Lorsque l'on parle du bouleversement technologique vécu par les métiers du marketing, de la publicité et de la communication, Géraldine Michel, directrice de la Chaire Marques et Valeurs à l'IAE de Paris et du programme MBA à Beijing (Chine).
Si les nouvelles technologies ont largement impacté l'environnement professionnel, le message demeure pour elle essentiel.
«Le contenu, le sens, voilà ce qui prime. Sans oublier, bien sûr, la recherche d'une vraie relation entre une marque et son public. Cet exercice est l'essence même du métier. Un postulat que l'on pourra ensuite décliner en une multitude de publics cibles et une multitude de canaux de communication».
En d'autres termes, retour aux bases et aux valeurs traditionnelles. Après s'être étourdi de technologies, de numérique et de Web 2.0, le monde du marketing et de la communication redonne actuellement ses lettres de noblesse au message qu’il doit véhiculer.
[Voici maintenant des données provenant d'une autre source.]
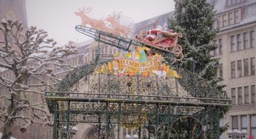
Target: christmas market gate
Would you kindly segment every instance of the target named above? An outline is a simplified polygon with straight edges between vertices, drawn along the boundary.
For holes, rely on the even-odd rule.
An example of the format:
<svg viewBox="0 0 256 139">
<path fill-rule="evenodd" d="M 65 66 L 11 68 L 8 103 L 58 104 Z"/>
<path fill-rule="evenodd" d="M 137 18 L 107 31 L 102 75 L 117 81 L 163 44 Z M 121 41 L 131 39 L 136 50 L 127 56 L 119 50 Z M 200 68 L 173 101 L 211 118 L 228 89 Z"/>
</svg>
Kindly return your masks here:
<svg viewBox="0 0 256 139">
<path fill-rule="evenodd" d="M 136 127 L 139 137 L 146 129 L 155 138 L 219 138 L 219 109 L 230 105 L 228 99 L 100 92 L 47 92 L 45 98 L 53 113 L 53 138 L 69 138 L 79 123 L 94 126 L 98 138 L 122 138 L 121 126 Z"/>
<path fill-rule="evenodd" d="M 124 138 L 121 128 L 133 129 L 139 138 L 219 138 L 219 121 L 231 101 L 198 75 L 183 70 L 177 70 L 180 79 L 94 74 L 113 60 L 101 53 L 100 42 L 128 52 L 146 47 L 174 62 L 172 52 L 87 27 L 75 29 L 98 41 L 96 61 L 70 72 L 58 92 L 45 92 L 54 139 L 71 138 L 81 123 L 92 126 L 97 138 Z"/>
</svg>

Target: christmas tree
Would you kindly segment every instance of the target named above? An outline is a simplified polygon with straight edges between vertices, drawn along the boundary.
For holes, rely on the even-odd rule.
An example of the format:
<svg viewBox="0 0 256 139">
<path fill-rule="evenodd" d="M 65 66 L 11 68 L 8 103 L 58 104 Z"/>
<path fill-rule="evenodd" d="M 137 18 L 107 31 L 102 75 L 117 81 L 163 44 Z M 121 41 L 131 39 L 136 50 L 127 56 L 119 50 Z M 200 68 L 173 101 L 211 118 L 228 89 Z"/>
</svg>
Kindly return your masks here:
<svg viewBox="0 0 256 139">
<path fill-rule="evenodd" d="M 224 86 L 218 84 L 223 79 L 216 77 L 219 59 L 209 54 L 217 49 L 212 43 L 218 33 L 214 20 L 213 6 L 206 0 L 176 0 L 169 28 L 183 35 L 178 44 L 183 47 L 184 58 L 175 66 L 197 73 L 224 95 Z"/>
<path fill-rule="evenodd" d="M 213 6 L 206 0 L 175 0 L 175 18 L 169 19 L 169 28 L 177 33 L 181 33 L 183 35 L 178 44 L 183 47 L 184 58 L 174 66 L 189 70 L 206 80 L 211 87 L 218 90 L 216 94 L 213 94 L 214 97 L 226 97 L 226 92 L 223 90 L 225 86 L 220 84 L 223 79 L 216 76 L 219 58 L 210 55 L 211 51 L 217 49 L 217 46 L 212 43 L 218 33 L 218 30 L 213 27 L 215 22 Z M 209 94 L 201 94 L 200 92 L 192 92 L 192 95 L 194 97 L 209 96 Z M 220 112 L 220 115 L 218 115 L 220 118 L 228 109 L 229 107 L 225 107 L 215 110 Z M 206 110 L 205 114 L 206 113 Z M 218 124 L 212 120 L 214 119 L 211 117 L 212 115 L 206 116 L 206 115 L 202 115 L 206 118 L 201 119 L 202 121 L 205 121 L 205 124 Z M 215 132 L 215 134 L 207 132 L 206 136 L 209 138 L 218 138 L 219 133 L 223 132 L 221 129 L 224 127 L 220 127 L 219 130 L 211 129 Z M 213 127 L 212 126 L 209 128 Z"/>
</svg>

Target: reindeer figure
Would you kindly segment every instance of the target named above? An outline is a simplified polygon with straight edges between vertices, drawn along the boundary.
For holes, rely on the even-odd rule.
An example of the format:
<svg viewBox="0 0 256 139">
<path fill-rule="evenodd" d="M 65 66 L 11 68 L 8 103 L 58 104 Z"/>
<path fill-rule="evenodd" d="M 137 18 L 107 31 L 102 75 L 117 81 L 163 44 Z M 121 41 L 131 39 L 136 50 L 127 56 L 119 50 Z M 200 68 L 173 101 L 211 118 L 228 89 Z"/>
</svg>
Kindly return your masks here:
<svg viewBox="0 0 256 139">
<path fill-rule="evenodd" d="M 106 20 L 112 24 L 112 29 L 115 30 L 116 33 L 118 33 L 119 35 L 122 35 L 123 36 L 128 37 L 129 27 L 120 24 L 118 21 L 120 18 L 120 13 L 118 14 L 113 13 L 111 16 L 107 18 Z"/>
<path fill-rule="evenodd" d="M 86 14 L 92 11 L 92 9 L 91 7 L 87 7 L 87 9 L 85 9 L 85 7 L 84 7 L 83 9 L 79 8 L 78 10 L 78 12 L 75 12 L 75 14 L 78 16 L 80 16 L 82 21 L 81 25 L 86 26 L 87 24 L 91 24 L 92 18 L 87 16 Z"/>
<path fill-rule="evenodd" d="M 91 7 L 87 7 L 85 9 L 85 7 L 83 7 L 83 9 L 79 8 L 78 12 L 75 12 L 75 14 L 78 16 L 81 17 L 82 24 L 82 26 L 86 26 L 87 24 L 90 24 L 92 28 L 101 30 L 106 32 L 112 33 L 112 29 L 110 27 L 107 27 L 105 25 L 104 19 L 95 19 L 89 17 L 87 13 L 92 11 Z"/>
</svg>

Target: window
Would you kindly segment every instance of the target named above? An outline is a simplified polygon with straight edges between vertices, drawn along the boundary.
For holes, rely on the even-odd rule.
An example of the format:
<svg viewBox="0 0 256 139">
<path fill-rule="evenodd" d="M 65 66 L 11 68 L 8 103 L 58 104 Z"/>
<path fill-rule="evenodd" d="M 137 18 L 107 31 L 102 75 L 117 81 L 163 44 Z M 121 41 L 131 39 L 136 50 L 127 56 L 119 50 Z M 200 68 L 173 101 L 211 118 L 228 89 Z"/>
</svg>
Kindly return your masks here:
<svg viewBox="0 0 256 139">
<path fill-rule="evenodd" d="M 249 44 L 248 44 L 248 33 L 243 33 L 243 48 L 248 49 Z"/>
<path fill-rule="evenodd" d="M 238 34 L 237 35 L 237 45 L 238 45 L 238 50 L 243 50 L 242 47 L 242 41 L 241 41 L 241 35 Z"/>
<path fill-rule="evenodd" d="M 242 87 L 238 87 L 238 104 L 243 104 Z"/>
<path fill-rule="evenodd" d="M 249 75 L 249 59 L 243 59 L 243 70 L 244 70 L 244 73 L 243 75 L 244 76 L 248 76 Z"/>
<path fill-rule="evenodd" d="M 92 50 L 92 60 L 94 60 L 94 58 L 95 58 L 95 53 L 94 53 L 94 50 Z"/>
<path fill-rule="evenodd" d="M 231 62 L 231 78 L 235 78 L 235 61 Z"/>
<path fill-rule="evenodd" d="M 251 115 L 251 135 L 256 137 L 256 115 Z"/>
<path fill-rule="evenodd" d="M 214 45 L 215 47 L 217 46 L 217 41 L 216 41 L 216 40 L 213 41 L 213 45 Z M 218 48 L 216 48 L 216 49 L 215 49 L 215 50 L 213 50 L 213 55 L 218 55 Z"/>
<path fill-rule="evenodd" d="M 255 85 L 252 85 L 251 88 L 252 92 L 252 104 L 255 103 Z"/>
<path fill-rule="evenodd" d="M 233 24 L 233 13 L 229 13 L 229 25 L 231 25 Z"/>
<path fill-rule="evenodd" d="M 238 61 L 238 77 L 242 77 L 242 61 Z"/>
<path fill-rule="evenodd" d="M 255 32 L 253 30 L 250 32 L 250 45 L 251 48 L 255 47 Z"/>
<path fill-rule="evenodd" d="M 218 20 L 217 20 L 217 27 L 220 27 L 220 18 L 221 18 L 221 16 L 218 16 Z"/>
<path fill-rule="evenodd" d="M 244 103 L 249 104 L 249 87 L 244 87 Z"/>
<path fill-rule="evenodd" d="M 104 53 L 104 47 L 101 47 L 101 53 Z"/>
<path fill-rule="evenodd" d="M 223 27 L 227 26 L 226 15 L 222 16 L 223 19 Z"/>
<path fill-rule="evenodd" d="M 255 58 L 251 58 L 251 75 L 255 75 Z"/>
<path fill-rule="evenodd" d="M 220 64 L 220 77 L 223 77 L 223 64 Z"/>
<path fill-rule="evenodd" d="M 239 15 L 238 15 L 238 10 L 235 11 L 235 24 L 238 23 L 238 18 L 239 18 Z"/>
<path fill-rule="evenodd" d="M 231 89 L 231 96 L 232 96 L 232 104 L 235 105 L 235 88 L 232 88 Z"/>
<path fill-rule="evenodd" d="M 231 52 L 236 51 L 235 47 L 235 36 L 234 35 L 230 36 L 230 47 L 231 47 Z"/>
<path fill-rule="evenodd" d="M 222 39 L 219 39 L 219 55 L 222 55 Z"/>
<path fill-rule="evenodd" d="M 238 129 L 238 116 L 232 116 L 232 129 Z"/>
<path fill-rule="evenodd" d="M 105 46 L 105 52 L 107 53 L 107 46 Z"/>
<path fill-rule="evenodd" d="M 242 129 L 247 129 L 248 123 L 247 123 L 247 115 L 241 116 L 241 126 Z"/>
</svg>

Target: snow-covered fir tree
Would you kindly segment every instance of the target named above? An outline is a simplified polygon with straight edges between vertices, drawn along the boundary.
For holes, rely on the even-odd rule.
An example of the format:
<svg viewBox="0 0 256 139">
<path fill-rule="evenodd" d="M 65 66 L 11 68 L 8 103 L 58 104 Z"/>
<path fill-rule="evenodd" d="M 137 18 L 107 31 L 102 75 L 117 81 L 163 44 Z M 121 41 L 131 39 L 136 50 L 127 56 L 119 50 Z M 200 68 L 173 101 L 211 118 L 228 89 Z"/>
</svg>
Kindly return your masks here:
<svg viewBox="0 0 256 139">
<path fill-rule="evenodd" d="M 175 66 L 197 74 L 206 80 L 211 87 L 218 89 L 219 92 L 211 94 L 211 97 L 226 97 L 226 92 L 223 91 L 225 85 L 220 83 L 223 79 L 216 75 L 219 68 L 219 58 L 210 55 L 212 50 L 217 49 L 217 46 L 213 44 L 213 40 L 218 33 L 218 29 L 214 28 L 213 5 L 208 3 L 206 0 L 175 1 L 176 2 L 175 13 L 174 18 L 169 20 L 169 28 L 183 34 L 183 37 L 179 40 L 178 44 L 183 47 L 184 54 L 184 58 L 176 63 Z M 200 92 L 192 95 L 194 97 L 209 96 L 209 94 L 202 94 Z M 221 118 L 228 109 L 229 107 L 215 109 L 220 112 L 218 118 Z M 214 113 L 214 111 L 212 112 Z M 206 117 L 206 114 L 201 115 Z M 206 118 L 205 120 L 206 119 Z M 212 127 L 210 125 L 218 124 L 212 119 L 208 118 L 209 128 Z M 220 127 L 218 131 L 216 131 L 216 129 L 211 129 L 210 131 L 215 131 L 218 135 L 221 135 L 226 129 L 226 125 Z M 211 132 L 206 133 L 207 138 L 218 138 L 218 136 L 215 135 L 216 134 L 213 135 Z"/>
<path fill-rule="evenodd" d="M 176 0 L 175 18 L 169 21 L 169 28 L 181 33 L 183 38 L 178 44 L 183 46 L 184 58 L 176 64 L 198 74 L 218 87 L 221 95 L 224 86 L 216 77 L 219 58 L 210 52 L 217 49 L 213 44 L 218 30 L 214 28 L 214 7 L 206 0 Z"/>
</svg>

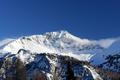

«Lui seul est en effet capable de créer une relation forte avec le client, reprend Géraldine Michel. Il est, par ailleurs, essentiel de savoir communiquer avec ses propres collaborateurs. Mais que l'on veuille dialoguer en interne ou à l'extérieur, il est essentiel de parler du pourquoi. Bien expliquer le produit ou le service que l'on vend, et surtout pourquoi on le vend».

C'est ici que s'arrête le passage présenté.